Average multiple independent importance estimates

Average the output from multiple calls to vimp_regression, for different independent groups, into a single estimate with a corresponding standard error and confidence interval.

average_vim(..., weights = rep(1/length(list(...)), length(list(...))))

Arguments

...: an arbitrary number of vim objects.
weights: how to average the vims together, and must sum to 1; defaults to 1/(number of vims) for each vim, corresponding to the arithmetic mean

Value

an object of class vim containing the (weighted) average of the individual importance estimates, as well as the appropriate standard error and confidence interval. This results in a list containing:

s: - a list of the column(s) to calculate variable importance for
SL.library: - a list of the libraries of learners passed to SuperLearner
full_fit: - a list of the fitted values of the chosen method fit to the full data
red_fit: - a list of the fitted values of the chosen method fit to the reduced data
est: - a vector with the corrected estimates
naive: - a vector with the naive estimates
update: - a list with the influence curve-based updates
mat: - a matrix with the estimated variable importance, the standard error, and the \((1-\alpha) \times 100\)% confidence interval
full_mod: - a list of the objects returned by the estimation procedure for the full data regression (if applicable)
red_mod: - a list of the objects returned by the estimation procedure for the reduced data regression (if applicable)
alpha: - the level, for confidence interval calculation
y: - a list of the outcomes

Examples

# generate the data
p <- 2
n <- 100
x <- data.frame(replicate(p, stats::runif(n, -5, 5)))

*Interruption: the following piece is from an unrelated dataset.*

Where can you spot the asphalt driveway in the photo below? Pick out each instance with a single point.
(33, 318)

# apply the function to the x's
smooth <- (x[,1]/5)^2*(x[,1]+7)/5 + (x[,2]/3)^2

# generate Y ~ Normal (smooth, 1)
y <- smooth + stats::rnorm(n, 0, 1)

# set up a library for SuperLearner; note simple library for speed
library("SuperLearner")
#> Loading required package: nnls
#> Loading required package: gam
#> Loading required package: splines
#> Loading required package: foreach
#> Loaded gam 1.22-5
#> Super Learner
#> Version: 2.0-29
#> Package created on 2024-02-06
learners <- c("SL.glm", "SL.mean")

# get estimates on independent splits of the data
samp <- sample(1:n, n/2, replace = FALSE)

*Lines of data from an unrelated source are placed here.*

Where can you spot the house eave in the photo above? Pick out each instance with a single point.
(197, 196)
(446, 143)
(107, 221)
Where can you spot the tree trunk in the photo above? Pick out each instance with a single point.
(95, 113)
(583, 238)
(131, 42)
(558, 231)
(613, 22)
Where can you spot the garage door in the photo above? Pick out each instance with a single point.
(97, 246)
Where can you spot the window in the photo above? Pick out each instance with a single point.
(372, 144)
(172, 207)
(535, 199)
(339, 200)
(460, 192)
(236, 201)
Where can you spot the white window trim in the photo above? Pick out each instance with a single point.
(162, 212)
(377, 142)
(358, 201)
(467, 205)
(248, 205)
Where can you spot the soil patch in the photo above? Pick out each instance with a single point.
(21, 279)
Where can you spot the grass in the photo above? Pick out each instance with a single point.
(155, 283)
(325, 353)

# using Super Learner (with a small number of folds, for illustration only)
est_2 <- vimp_regression(Y = y[samp], X = x[samp, ], indx = 2, V = 2,
           run_regression = TRUE, alpha = 0.05,
           SL.library = learners, cvControl = list(V = 2))
#> Warning: vimp_anova now performs all functionality of vimp_regression; please update any code to reflect this change!
#> Hypothesis testing is not available for type = 'anova'. If you want an R-squared-based hypothesis test, please enter type = 'r_squared'.
#> Warning: Original estimate < 0; returning zero.

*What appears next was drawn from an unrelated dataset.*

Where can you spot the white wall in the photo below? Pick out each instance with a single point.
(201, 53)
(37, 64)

est_1 <- vimp_regression(Y = y[-samp], X = x[-samp, ], indx = 2, V = 2,
           run_regression = TRUE, alpha = 0.05,
           SL.library = learners, cvControl = list(V = 2))
#> Warning: vimp_anova now performs all functionality of vimp_regression; please update any code to reflect this change!
#> Hypothesis testing is not available for type = 'anova'. If you want an R-squared-based hypothesis test, please enter type = 'r_squared'.

ests <- average_vim(est_1, est_2, weights = c(1/2, 1/2))